The Supreme Court ruling June 26 to legalize gay marriage rested in pragmatic legal reasoning, the same approach in the June 25 ruling on the Affordable Care Act — the decision that saved Obamacare from a “death spiral.”
Justice Anthony Kennedy, author of the majority opinion in the 5-4 decision, described equal protection under the law as an inevitable step in the evolution of changing understandings of marriage across the centuries and essential for the safety and dignity of thousands of gay and lesbian couples and their children.
“The nature of injustice is that we may not always see it in our own times,” Kennedy wrote after recounting the legal struggles faced by same-sex partners.
In his dissent, Chief Justice John Roberts wrote that the court had taken an “extraordinary step” in deciding not to allow states to decide the issue, according to NPR. An outraged Justice Antonin Scalia blasted the ruling as offering the moral weight of a “fortune cookie.”
At first look, there would seem to be no parallels between the statutory language wrangle at the heart of the ACA case (King v. Burwell) and the constitutional showdown in the quartet of cases on the legality and recognition of same-sex marriage across the nation (Obergefell v. Hodges).
However, the clue may be woven into the legal reasoning behind the decision in King v. Burwell in the opinion written by Roberts.
Roberts’ majority opinion seemed to argue a pragmatic concern for the real-world impact of a ruling that could have cut off millions of people from access to subsidized health insurance coverage through state exchanges.
“Congress passed the Affordable Care Act to improve health insurance markets, not to destroy them,” Roberts wrote. To dismantle the law by ending the subsidies would “destabilize the individual insurance market in any state with a federal exchange, and likely create the very ‘death spirals’ that Congress designed the act to avoid.”
So how did such pragmatic reasoning play in the gay marriage ruling?
The justices knew the map of change: 70 percent of Americans live in places where same-sex marriage is now legal. Only 13 states banned it.
They were aware of the polls on gay marriage: six in 10 Americans, a record-high number, favor legalization nationwide.
Kennedy certainly echoed Solicitor General Donald B. Verrilli Jr.’s argument, that:
“In a world in which gay and lesbian couples live openly as our neighbors, they raise their children side by side with the rest of us, they contribute fully as members of the community … it is simply untenable — untenable — to suggest that they can be denied the right of equal participation in an institution of marriage, or that they can be required to wait until the majority decides that it is ready to treat gay and lesbian people as equals.”
Those facts on the ground helped point a majority of justices toward a ruling that overturns all remaining state bans while four conservatives took a different approach, a text-based reasoning that looks no further than the Constitution, not to 21st-century facts.

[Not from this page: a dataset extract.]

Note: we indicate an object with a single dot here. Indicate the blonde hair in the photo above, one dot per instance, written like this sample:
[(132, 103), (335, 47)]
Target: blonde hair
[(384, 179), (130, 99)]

Just a few days ago Emily Bazelon elaborated on pragmatism and formalism in an analysis she wrote for The New York Times Sunday Magazine on how judges make up, or change, their minds:
“The idea that a judge should consider evidence about a law or a ruling’s effects has been a central tenet of legal thinking since at least the early 20th century. In that period, scholars known as legal realists challenged the opposing conception — usually called formalism — that law should logically derive from abstract principles. The realists wanted judging to be grounded pragmatically in evidence about consequences. Today the debate between legal realism and formalism is entangled in politics. Formalists say that realism (or pragmatism, a related concept) is just a cover for a judge to impose his or her own ideological values.”
Bazelon speculated that Roberts may be swayed by the pragmatic concerns of cutting off subsidies for millions of people — neatly foreshadowing the ruling.
And Scalia — whom she called “the country’s foremost formalist” in the Sunday paper — wrote a scathing dissent on the ACA ruling. He called the majority opinion “interpretive jiggery-pokery.”
In the June 26, 2013, decision that overturned the Defense of Marriage Act, Scalia, the formalist, wrote a rhetorical question in his dissenting opinion: “(W)hat justification could there possibly be for denying the benefits of marriage to homosexual couples exercising ‘the liberty protected by the Constitution’?”
Friday, in dissenting on gay marriage, his outrage was stratospheric. He wrote:
“If, even as the price to be paid for a fifth vote, I ever joined an opinion for the Court that began: ‘The Constitution promises liberty to all within its reach, a liberty that includes certain specific rights that allow persons, within a lawful realm, to define and express their identity,’ I would hide my head in a bag. The Supreme Court of the United States has descended from the disciplined legal reasoning of John Marshall and Joseph Story to the mystical aphorisms of the fortune cookie.”
Let’s see what happens next. My bet, a bloody battle for national employment and housing nondiscrimination laws as newlywed same-sex couples face the prospect of losing their jobs or housing with no federal protection. What facts on the ground will come to the high court then?